Growth & Capital Efficiency
| Metric | Company | Median (IQR) | Delta |
|---|---|---|---|
| Revenue Growth (YoY) | 3.4% | 10.1% (7.3%–12.1%) | -6.7pt |
Revenue growth trails the industry median, constrained by a mature domestic mushroom market and the limited scale of overseas operations.
※Source: Company compilation
The core Domestic Mushroom Business exhibits stable growth in both Revenue and Operating Income, maintaining a 12.9% operating margin. Large profit gains in the Chemical Products Business and structural improvements in the Processed Foods Business have steadily improved operating profitability. Financial soundness is strong (Equity Ratio 57.1%, net cash position), and dividend and investment capacity are expected to be maintained even in a downturn.
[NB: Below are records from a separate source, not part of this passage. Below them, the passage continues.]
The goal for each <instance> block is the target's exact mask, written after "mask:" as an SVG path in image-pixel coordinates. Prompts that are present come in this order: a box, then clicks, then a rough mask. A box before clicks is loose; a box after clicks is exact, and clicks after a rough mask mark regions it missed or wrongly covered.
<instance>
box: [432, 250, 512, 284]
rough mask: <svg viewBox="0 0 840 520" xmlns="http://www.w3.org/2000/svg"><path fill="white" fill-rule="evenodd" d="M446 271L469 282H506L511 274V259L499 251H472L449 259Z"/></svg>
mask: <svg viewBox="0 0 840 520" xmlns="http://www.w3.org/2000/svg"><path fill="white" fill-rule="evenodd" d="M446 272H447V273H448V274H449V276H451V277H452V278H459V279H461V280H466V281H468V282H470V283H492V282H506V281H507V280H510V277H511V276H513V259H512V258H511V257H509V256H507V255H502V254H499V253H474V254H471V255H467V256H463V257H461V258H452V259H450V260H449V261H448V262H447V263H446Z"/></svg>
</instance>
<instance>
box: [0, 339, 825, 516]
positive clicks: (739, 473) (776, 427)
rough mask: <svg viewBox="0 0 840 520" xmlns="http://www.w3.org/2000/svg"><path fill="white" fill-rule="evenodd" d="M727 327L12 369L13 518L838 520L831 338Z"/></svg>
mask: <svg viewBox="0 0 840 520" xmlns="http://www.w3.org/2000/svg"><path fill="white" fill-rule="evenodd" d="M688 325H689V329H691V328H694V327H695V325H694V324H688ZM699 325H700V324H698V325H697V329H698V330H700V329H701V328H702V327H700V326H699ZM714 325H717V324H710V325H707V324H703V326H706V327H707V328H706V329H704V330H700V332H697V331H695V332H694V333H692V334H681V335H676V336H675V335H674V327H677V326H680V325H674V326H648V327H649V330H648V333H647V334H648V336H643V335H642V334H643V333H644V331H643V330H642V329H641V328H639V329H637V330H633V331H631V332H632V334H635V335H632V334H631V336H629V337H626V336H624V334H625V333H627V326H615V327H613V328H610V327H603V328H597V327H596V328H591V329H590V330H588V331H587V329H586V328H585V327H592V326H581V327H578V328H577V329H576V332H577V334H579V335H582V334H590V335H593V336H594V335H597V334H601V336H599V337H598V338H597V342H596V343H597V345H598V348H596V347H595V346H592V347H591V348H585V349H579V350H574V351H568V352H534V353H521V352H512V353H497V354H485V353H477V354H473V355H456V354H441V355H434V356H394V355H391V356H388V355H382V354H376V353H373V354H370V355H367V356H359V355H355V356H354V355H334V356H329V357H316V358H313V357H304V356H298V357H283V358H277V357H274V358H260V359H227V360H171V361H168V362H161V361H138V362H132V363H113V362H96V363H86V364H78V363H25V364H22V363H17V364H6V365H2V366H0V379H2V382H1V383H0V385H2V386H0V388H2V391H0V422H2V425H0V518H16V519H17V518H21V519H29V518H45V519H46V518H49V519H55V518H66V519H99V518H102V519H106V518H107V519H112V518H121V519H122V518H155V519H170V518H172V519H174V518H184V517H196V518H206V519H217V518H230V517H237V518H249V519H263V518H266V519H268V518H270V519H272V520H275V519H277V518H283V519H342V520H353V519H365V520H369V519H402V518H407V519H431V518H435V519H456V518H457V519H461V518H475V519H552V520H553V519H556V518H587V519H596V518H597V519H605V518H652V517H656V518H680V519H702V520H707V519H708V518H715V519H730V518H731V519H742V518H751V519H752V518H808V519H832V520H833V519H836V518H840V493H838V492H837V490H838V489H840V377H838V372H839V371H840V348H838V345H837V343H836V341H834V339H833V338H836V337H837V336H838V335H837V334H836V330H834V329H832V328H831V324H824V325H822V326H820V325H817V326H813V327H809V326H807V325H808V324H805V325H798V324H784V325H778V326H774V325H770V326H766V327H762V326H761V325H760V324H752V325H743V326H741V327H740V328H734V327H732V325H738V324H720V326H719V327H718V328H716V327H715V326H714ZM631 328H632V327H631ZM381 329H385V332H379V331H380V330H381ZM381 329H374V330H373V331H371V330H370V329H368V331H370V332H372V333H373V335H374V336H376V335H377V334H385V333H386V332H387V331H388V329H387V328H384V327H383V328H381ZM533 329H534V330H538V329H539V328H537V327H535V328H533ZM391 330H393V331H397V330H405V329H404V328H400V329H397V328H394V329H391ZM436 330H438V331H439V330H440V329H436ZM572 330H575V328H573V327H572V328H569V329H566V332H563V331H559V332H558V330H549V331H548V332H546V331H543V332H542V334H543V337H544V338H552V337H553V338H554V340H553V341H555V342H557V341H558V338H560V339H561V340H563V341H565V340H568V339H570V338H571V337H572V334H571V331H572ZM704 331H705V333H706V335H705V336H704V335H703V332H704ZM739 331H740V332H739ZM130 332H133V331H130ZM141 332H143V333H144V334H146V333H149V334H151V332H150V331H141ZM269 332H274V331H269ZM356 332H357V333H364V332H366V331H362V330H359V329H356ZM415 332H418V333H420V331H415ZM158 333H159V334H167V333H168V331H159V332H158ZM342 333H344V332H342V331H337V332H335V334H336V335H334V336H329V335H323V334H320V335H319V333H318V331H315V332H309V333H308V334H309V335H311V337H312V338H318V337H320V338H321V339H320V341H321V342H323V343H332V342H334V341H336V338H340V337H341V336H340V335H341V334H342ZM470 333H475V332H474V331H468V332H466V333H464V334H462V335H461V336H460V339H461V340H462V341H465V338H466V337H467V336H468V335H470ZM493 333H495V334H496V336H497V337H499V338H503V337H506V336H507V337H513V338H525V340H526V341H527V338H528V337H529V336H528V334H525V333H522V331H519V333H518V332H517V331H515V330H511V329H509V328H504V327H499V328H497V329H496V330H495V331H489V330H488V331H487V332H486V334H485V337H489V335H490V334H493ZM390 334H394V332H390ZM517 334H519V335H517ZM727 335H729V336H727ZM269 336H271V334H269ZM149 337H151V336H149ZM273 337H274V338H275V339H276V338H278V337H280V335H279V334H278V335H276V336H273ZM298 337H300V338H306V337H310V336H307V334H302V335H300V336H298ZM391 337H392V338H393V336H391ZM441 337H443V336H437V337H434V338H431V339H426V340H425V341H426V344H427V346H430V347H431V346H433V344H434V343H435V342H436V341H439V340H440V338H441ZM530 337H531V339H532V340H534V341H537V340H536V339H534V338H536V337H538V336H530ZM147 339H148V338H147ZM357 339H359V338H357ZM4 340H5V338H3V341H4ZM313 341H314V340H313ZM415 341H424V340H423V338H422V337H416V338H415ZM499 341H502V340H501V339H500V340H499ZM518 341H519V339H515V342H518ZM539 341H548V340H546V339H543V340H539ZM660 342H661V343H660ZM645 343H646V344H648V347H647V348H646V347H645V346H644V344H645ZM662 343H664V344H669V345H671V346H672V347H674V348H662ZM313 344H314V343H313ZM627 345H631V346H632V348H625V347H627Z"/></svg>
Approximately ¥28B of this period’s Net Income ¥57.1B depends on non-recurring income (Special Gains ¥21.8B, foreign exchange gains ¥6.4B), posing a risk of reduced Net Income next fiscal year due to reversal of one-off items. Ordinary capability is viewed as Operating Income ~¥70B plus recurring non-operating income, with pre-tax ordinary level around ¥80B, so Net Income sustainability is limited. The payout ratio of 35.6% is sustainable, but dividend policy should be monitored for changes in response to earnings volatility.
While the high WIP ratio poses inventory valuation and disposal risk, CapEx is restrained (CAPEX/Depreciation 0.95) and cash generation is stable. The increase in investment securities (¥110.5B, +31.9%) raises market price volatility risk; monitoring valuation differences and realization trends is necessary. Next fiscal year will focus on sustaining core operating improvements while absorbing the reversal of non-recurring gains.
This report was auto-generated by AI analyzing XBRL earnings release data and serves as a financial analysis document. It does not constitute an investment recommendation for any specific security. Industry benchmarks are reference information compiled by the Company from public financial statements. Investment decisions are your responsibility; consult a professional advisor as needed.